« Paris, paris combien ? Paris, tout ce que tu veux. Boulevard des bouleversés, Paris tu m’as renversé, Paris tu m’as laissé sur ton pavé. »Enfance joyeuse, aux côtés de parents aimants et d’une grande sœur protectrice au possible. Je n’ai jamais manqué de rien, j’ai d’ailleurs toujours été surpris de la rapidité avec laquelle, lorsqu’un besoin se faisait ressentir, peu importe lequel, même le plus futile, il était aussitôt comblé. J’avais tout, et nous étions heureux tous les quatre.
Et puis il faut grandir, faire des choix, et avancer. Rien de simple. Quand on est jeune, on a l’impression que tout est possible, qu’il suffit de le souhaiter assez fort pour que ça se réalise. Mais la réalité est tout autre. On s’en rend compte au fur et à mesure du temps. Alors nos choix se restreignent à nos envies, à nos aptitudes, et bizarrement, il ne nous reste plus énormément de possibilité. Alors on choisit par défaut. J’ai eu beaucoup de chance. J’ai toujours su ce que je voulais faire plus tard, je voulais aider. Ecouter et aider les gens qui n’allaient pas bien. J’aurais pu devenir médecin, vétérinaire ou encore pompier. Mais j’étais persuadé qu’il était possible de soigner les maux, avec des mots.
Me voilà en faculté de psychologie. J’adore ça, je me sens dans mon élément et j’apprends tellement de choses sur l’être humain et ses divers comportements. Et puis, je l’ai rencontrée, elle. Elle s’appelait Elena, très belle brune sulfureuse, pleine de vie et bourrée de charme. Ce qui était le plus surprenant chez elle, c’est qu’elle ignorait à quel point elle était jolie. Elle avait ce petit truc spécial, inexplicable, que j’adorais. Nous sommes tombés amoureux l’un de l’autre très vite, et tout s’est enchaîné tout aussi rapidement.
Diplômés tous les deux, nous avions 25 ans lorsque nous prîmes la décision de nous unir pour le meilleur, et pour le pire. Moment fabuleux qui restera, je le pense, graver à jamais dans ma mémoire.
« Votre femme est malade Monsieur Delacourt »Cette phrase raisonnait dans ma tête.
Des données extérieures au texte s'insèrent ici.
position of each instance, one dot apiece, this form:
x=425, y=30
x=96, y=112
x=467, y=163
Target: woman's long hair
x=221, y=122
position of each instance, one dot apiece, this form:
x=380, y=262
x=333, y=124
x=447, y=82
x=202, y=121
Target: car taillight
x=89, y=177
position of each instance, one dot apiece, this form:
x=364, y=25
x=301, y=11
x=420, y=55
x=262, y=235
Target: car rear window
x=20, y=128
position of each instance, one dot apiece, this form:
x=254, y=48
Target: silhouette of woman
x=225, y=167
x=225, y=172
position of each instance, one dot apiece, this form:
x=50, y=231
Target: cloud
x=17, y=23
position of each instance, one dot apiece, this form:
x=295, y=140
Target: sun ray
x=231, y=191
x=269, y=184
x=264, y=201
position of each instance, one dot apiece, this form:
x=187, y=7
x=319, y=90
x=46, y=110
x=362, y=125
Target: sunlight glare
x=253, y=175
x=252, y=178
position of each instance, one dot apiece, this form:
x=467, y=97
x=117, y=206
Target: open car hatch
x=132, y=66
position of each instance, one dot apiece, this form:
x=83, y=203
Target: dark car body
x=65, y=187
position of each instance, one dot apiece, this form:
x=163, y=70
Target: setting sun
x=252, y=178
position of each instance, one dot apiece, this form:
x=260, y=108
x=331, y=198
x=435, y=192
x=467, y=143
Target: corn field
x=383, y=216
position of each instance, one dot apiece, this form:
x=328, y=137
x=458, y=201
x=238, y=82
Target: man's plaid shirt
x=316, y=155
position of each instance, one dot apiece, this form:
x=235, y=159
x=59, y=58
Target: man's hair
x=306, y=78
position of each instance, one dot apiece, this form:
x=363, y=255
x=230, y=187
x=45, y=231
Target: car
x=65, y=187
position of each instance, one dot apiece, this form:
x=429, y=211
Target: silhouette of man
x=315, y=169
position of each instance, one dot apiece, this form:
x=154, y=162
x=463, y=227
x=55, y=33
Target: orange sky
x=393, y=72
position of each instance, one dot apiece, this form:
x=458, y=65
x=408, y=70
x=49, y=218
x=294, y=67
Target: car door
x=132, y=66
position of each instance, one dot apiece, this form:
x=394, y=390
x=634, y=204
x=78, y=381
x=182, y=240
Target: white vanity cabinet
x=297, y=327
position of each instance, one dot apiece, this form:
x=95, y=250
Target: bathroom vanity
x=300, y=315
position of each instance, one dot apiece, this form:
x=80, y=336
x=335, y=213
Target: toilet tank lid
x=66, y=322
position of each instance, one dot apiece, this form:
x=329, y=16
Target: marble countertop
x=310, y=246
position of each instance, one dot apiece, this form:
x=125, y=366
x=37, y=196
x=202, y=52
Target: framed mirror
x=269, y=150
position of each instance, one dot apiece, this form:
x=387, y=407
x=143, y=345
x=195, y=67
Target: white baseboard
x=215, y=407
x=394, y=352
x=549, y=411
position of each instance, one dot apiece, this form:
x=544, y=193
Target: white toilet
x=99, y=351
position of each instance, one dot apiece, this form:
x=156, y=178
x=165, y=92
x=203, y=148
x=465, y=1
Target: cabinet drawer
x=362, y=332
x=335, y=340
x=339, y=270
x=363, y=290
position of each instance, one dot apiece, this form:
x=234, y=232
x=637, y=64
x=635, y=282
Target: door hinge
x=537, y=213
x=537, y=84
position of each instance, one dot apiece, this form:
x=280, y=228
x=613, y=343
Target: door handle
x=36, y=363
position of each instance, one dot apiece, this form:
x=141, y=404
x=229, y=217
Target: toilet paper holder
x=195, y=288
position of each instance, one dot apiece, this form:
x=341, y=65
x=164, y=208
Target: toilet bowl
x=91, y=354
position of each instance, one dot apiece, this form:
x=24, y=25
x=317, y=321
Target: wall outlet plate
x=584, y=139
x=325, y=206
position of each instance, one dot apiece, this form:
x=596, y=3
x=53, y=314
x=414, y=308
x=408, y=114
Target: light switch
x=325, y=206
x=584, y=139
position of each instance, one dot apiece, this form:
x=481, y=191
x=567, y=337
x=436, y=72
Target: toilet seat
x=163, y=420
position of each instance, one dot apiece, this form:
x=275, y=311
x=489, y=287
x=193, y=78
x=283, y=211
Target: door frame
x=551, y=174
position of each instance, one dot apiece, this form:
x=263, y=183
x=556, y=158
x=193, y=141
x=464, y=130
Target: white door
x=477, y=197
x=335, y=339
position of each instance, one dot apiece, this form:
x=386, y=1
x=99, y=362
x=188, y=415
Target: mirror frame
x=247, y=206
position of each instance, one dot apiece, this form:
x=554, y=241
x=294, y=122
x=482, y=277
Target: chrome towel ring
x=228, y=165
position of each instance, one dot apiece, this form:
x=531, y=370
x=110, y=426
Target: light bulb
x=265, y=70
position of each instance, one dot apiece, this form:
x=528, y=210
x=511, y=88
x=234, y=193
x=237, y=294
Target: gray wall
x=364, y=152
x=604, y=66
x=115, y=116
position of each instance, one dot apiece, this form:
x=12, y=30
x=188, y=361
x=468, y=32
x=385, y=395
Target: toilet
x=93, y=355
Comme si elle n’était pas réelle, comme si c’était un rêve, ou plutôt un cauchemar. J’étais resté là, figé, sans pouvoir bouger ni parler.
« C’est un cancer. La maladie s’est déjà généralisée, ce n’est qu’une question de temps. »Un coup de massue dans le dos, une chose que l’on n’a pas voulu, une injustice. Comment la vie pouvait-elle être si cruelle ? Parfois splendide et presque irréelle, parfois si pleine de haine. La famille de ma conjointe prit la décision de ne pas le dire à leur fille, contre ma volonté, mais je ne pouvais que respecter leur choix et regarder la femme que j’aimais s’éteindre tout doucement, sans même être au courant.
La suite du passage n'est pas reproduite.